Faculty Fellows

Meet our 2022-2023 Pitt Faculty Fellows!

Marcie Persyn Classics

Marcie Gwen Persyn received her PhD in Classical Studies from the University of Pennsylvania in 2019, and currently holds the position of Lecturer at the University of Pittsburgh in the Department of Classics. Her research examines cultural, literary, and linguistic exchanges evident within Roman literature of the late Republic, centering on the presence of multilingualism and multiculturalism evident within the poetic fragments of this time period. Her recent publications include: “Lucilius Philosophos? Manipulation of Greek Philosophy in the Early Roman Satires.” Classical Outlook 93.5 and “Which the Greeks Call…”: The Rhetoric of Code-switching in De Architectura 3.1.” Classical World (forthcoming). Persyn will analyze the textual history of the poet Lucilius, a ground-breaking literary figure whose 30-book Satires established the genre of Roman satire yet now survives only as a mere fifteen-hundred scattered fragments. She will explore the fate of Lucilius’ earliest works, tracing evidence of their earliest transmission in order to determine how early the first Roman satirist fell out of circulation. Most of all, Persyn will consider anew the revolutionary potential that fragments had within the ancient Roman context, analyzing the fragmentation process itself as not simply a matter of attrition, but also of innovation and ultimately resurrection. 

John Walsh French & Italian

John Patrick Walsh is Associate Professor in the Department of French and Italian. His teaching and research take shape at the intersection of Caribbean Studies, especially the literature and history of Haiti, Francophone African Literature, and the Environmental Humanities. He is the author of two books: Free and French in the Caribbean: Toussaint Louverture, Aimé Césaire, and Narratives of Loyal Opposition (Indiana UP, 2013) and Migration and Refuge: An Eco-Archive of Haitian Literature, 1982-2017, (Liverpool UP, 2019). He is currently at work on a third book project on urban imaginaries and climate fictions around the Global South. Walsh aims to write an article on Atlantique, by the Franco-Senegalese filmmaker, Mati Diop. The article will be a part of a chapter of a current book project, “Dérèglements: Climate Fictions of the Global South.” Atlantique is a climate fiction that decries the deaths of the Senegalese who attempt the perilous migration to Europe. The film portrays laborers who toil in Diamniadio, the lavish urban centerpiece of President Macky Sall’s vision for “Emerging Senegal.” He contends that the film’s focus on inequality and changing climates, seen in overlapping shots of unfinished construction sites, urban sprawl, and the shoreline casts doubt on the gleaming project of Diamniadio.

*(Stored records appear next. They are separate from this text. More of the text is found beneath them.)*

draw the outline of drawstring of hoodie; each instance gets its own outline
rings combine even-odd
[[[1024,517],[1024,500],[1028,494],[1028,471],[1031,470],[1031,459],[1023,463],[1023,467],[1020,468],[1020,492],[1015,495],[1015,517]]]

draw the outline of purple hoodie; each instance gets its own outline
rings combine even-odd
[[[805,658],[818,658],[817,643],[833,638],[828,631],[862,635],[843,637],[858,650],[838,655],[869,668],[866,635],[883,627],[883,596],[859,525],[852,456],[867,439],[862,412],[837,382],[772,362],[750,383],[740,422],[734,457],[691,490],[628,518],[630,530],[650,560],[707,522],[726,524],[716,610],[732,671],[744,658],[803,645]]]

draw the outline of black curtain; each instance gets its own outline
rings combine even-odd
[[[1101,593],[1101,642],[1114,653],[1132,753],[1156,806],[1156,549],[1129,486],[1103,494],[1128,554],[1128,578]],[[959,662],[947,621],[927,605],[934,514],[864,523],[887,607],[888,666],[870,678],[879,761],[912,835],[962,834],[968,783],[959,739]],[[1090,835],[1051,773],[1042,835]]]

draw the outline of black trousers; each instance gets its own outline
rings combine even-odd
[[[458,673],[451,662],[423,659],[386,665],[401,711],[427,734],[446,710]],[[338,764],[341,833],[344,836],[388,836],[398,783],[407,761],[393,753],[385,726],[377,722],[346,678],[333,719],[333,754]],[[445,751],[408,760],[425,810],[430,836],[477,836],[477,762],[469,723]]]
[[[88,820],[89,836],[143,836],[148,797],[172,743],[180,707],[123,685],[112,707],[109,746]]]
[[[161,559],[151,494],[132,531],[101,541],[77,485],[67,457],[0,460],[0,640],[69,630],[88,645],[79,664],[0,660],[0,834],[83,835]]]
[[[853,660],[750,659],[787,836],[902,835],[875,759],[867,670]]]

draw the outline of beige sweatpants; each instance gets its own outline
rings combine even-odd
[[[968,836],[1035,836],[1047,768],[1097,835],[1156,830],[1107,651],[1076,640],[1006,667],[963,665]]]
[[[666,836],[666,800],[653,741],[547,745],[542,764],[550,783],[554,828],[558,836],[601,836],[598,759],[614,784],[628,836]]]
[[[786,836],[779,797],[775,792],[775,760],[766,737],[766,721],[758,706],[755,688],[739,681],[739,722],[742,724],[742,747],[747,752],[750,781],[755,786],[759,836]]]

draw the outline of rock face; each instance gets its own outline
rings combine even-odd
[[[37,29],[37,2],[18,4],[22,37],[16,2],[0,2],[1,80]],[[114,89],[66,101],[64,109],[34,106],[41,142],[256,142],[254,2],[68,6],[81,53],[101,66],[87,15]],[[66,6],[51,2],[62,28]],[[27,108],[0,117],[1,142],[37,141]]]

Barbara Weissberger Studio Arts

Barbara Weissberger was born in New Jersey, lived in San Francisco and New York before moving to Pittsburgh. Awards include a Guggenheim Fellowship, national and international artist residencies including MacDowell, Yaddo, Ucross, VCCA, Camargo and Bogliasco, and the Drawing Center’s Open Sessions. Exhibitions include such venues as Silver Eye, PS1/MoMA, Hallwalls Contemporary Art Center, The Drawing Center, The Mattress Factory, ADA Gallery, and The Missoula Art Museum. Collaborations include: choreographer Staycee Pearl, composer Eric Moe, and an ongoing collaboration with visual artist Eleanor Aldrich, ALDRICH+WEISSBERGER. Her improvisational photographs, photo quilts and soft sculptures are concerned with bodies, perception, and sensation. When things break down, fragmentation occurs. I will research the anxieties of the fragment and the reconfiguration and reassembling of fragments as a restorative gesture. This will take the form of a series of large-scale photographic textiles, sewn collages pieced from fabrics printed with my staged photographs, and old clothing. Creation and destruction, linked parts of the artist’s work, both produce and use fragments. Natural disaster, war, and social upheaval all produce fragmentation. Linda Nochlin calls the fragment a metaphor for modernity, it marks a “loss of wholeness, a shattering of connection, a destruction or disintegration of permanent value…” In other words, breakdown. The work of my proposal will embody this theme. Intact materials will be broken down and reassembled, physically manifesting breakdown and wondering if new assemblages constitute repair.